Y henos entonces frente al punto más importante de la crítica. Sampay nos dice que los postulados centrales de la teoría liberal cuyos cultores asimilan con la única forma posible de democracia, en rigor de verdad aniquilan lo social porque exacerban al individuo por encima de la comunidad y en ese sentido impiden de plano la realización de la democracia. Se remite, claro está, al ideal de los griegos, una democracia entendida como una relación entre iguales, orientada hacia el pueblo, con un elemento unificador como lo es la idea de bien común.

Deseándolo o no, pero por la consecuencia natural de sus principios fundamentales, el liberalismo impide entonces la realización de la democracia pues atomiza a la comunidad en un conjunto de islas separadas las unas de las otras y cada una de ellas con el afán de prevalecer por sobre el resto. “El hombre moderno —afirma el jurista— al inmanentizar sus fines renunciando a la trascendencia sobreestima la riqueza como el summum bonum y el medio más idóneo para la satisfacción de todas las necesidades posibles y la valora como un instrumento destinado para su uso ad limitum en la realización de sus propósitos puramente mundanos. La riqueza fue entonces pensada por la burguesía como una finalidad en sí misma y ese hombre a quien anima el espíritu económico del capitalismo no considera que la adquisición de ella es el mero medio de satisfacer sus necesidades materiales sino que la tiene por el fin de la vida”.

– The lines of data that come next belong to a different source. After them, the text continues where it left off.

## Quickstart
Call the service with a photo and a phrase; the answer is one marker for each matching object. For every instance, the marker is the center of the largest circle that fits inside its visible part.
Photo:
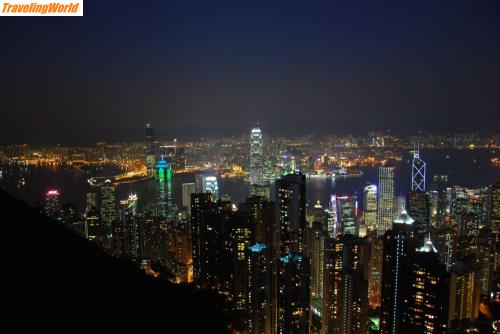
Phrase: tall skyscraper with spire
(418, 167)
(150, 149)
(163, 182)
(385, 207)
(257, 184)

A modo de cierre vale mencionar a José Pierpauli, filósofo cuya tesis doctoral versó sobre la obra de Arturo Sampay y que nos advierte acerca del carácter premonitorio de buena parte de las afirmaciones del jurista y constitucionalista argentino. Sostiene Pierpauli que ya en la década de 1940 Sampay, autor de la Constitución peronista y pensador católico, anticipaba que en cuanto lograse imponerse sobre la moral cristiana librándose de su competencia, el liberalismo mostraría su verdadero rostro mutando en un nuevo absolutismo, en un nuevo totalitarismo. Y todo aquel que haya presenciado cómo en los últimos años se llevó a cabo la limitación flagrante de las libertades individuales justificada por argumentos como el cuidado de la salud seguramente encontrará algo de asidero en las conclusiones de Sampay.
La solución, no obstante, no pasa por el fascismo italiano que diviniza al Estado. No pasa por el marxismo soviético de partido único, partido que posee la exclusividad de la acción política y que es “una corporación de puertas cerradas a la que se pertenece llenando rigurosos recaudos”. Y tampoco pasa por el nazismo que diviniza a la raza y a la comunidad racial. La solución, nos sugiere Sampay, pasa por Dios. Y a Dios no se lo sustituye ni por la clase social ni por la raza ni por el Estado. Dios, como fundamento de la justicia social entre los hombres, es la garantía final de la realización de una verdadera democracia.